A major limitation of cancer-targeted therapies is the almost inevitable development of acquired resistance, as a result of the emergence of a subpopulation of cancer cells that become insensitive to the treatment, generally through particular genetic aberrations. Although such mutations could conceivable originate de novo during the treatment, recent evidence from different types of tumors indicates that resistant clones are often already present before the onset of the therapy (Bhang et al., 2015; Diaz et al., 2012; Misale et al., 2012; Turke et al., 2010).

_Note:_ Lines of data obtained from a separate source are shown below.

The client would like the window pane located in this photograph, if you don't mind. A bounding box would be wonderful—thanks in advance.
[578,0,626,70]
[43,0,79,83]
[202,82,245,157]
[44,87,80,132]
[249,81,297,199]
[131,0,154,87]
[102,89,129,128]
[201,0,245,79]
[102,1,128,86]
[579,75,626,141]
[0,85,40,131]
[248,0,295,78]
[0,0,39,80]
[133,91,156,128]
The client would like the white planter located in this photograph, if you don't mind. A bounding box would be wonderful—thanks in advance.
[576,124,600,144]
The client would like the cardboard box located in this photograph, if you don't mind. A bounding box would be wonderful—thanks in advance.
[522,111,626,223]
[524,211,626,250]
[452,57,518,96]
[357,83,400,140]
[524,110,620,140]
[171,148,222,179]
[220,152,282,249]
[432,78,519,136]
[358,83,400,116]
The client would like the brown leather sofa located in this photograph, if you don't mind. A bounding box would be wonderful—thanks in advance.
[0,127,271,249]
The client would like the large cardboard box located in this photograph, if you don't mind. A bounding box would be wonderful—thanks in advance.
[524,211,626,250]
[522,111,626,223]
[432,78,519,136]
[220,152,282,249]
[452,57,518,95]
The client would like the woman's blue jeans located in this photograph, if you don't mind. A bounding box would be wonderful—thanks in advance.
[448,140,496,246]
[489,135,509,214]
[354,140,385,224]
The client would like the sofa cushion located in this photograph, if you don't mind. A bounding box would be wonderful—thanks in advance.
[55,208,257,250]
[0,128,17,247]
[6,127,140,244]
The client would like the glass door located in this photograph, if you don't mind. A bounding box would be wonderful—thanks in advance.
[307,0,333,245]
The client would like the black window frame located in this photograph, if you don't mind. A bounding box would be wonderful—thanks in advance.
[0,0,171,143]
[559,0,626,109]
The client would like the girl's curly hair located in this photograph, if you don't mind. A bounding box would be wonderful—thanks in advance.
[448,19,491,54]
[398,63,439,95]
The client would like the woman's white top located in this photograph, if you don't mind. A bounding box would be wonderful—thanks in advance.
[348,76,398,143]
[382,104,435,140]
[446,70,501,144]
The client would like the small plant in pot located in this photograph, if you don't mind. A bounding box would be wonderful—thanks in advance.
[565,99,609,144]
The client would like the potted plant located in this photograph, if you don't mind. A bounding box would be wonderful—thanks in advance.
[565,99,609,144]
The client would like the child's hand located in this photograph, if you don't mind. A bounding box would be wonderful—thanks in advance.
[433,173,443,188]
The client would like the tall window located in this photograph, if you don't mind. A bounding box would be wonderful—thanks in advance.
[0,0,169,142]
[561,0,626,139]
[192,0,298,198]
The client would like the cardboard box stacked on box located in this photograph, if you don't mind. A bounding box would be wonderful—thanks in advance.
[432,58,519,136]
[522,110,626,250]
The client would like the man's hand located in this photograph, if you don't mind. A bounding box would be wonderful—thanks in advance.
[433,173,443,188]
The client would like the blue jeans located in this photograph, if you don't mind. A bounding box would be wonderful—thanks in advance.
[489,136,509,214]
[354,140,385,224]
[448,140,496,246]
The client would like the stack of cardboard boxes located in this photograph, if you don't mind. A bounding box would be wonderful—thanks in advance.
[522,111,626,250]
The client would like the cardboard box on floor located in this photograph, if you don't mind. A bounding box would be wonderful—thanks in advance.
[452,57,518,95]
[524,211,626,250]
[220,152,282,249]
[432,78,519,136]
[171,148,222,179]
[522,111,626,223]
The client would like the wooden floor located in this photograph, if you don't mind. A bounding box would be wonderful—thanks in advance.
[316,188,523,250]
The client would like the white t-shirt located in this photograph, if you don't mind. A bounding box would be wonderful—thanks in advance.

As a typical example of drug resistance, gefitinib is a small-molecule ATP-competitive reversible EGFR inhibitor used in the clinic for the treatment of advanced NSCLC harboring EGFR-activating mutations. After an initial response, the tumors invariably relapse, in half of the cases because of the appearance of the T790M “gatekeeper” secondary mutation in the catalytic domain of this receptor, resulting in an increased affinity for ATP (Chong and Jänne, 2013). To generate a new model of NSCLC resistance to EGFR inhibitors, we designed a specific sgRNA and a donor single-stranded DNA oligonucleotide (ssODN) containing the T790M mutation, as well as a few additional silent mutations to serve as a genetic barcode. As a control for potential CRISPR/Cas9 off-target cleavage, we generated a ssODN (EGFR-T790T) containing a distinct set of silent mutations (Figure 1A). To prevent the potential incorporation of the two DNA sequences into different alleles within the same cell, EGFR inhibitor-sensitive PC9 cells were transfected with the CRISPR/Cas9 plasmid, encoding Cas9 and the sgRNA, together with one of the two ssODNs. Immediately after transfection, the cells were pooled to form a mixed population of unmodified, EGFR-T790M, and EGFR-T790T cells, and PCR primers were designed to specifically recognize each barcode (Figure 1B).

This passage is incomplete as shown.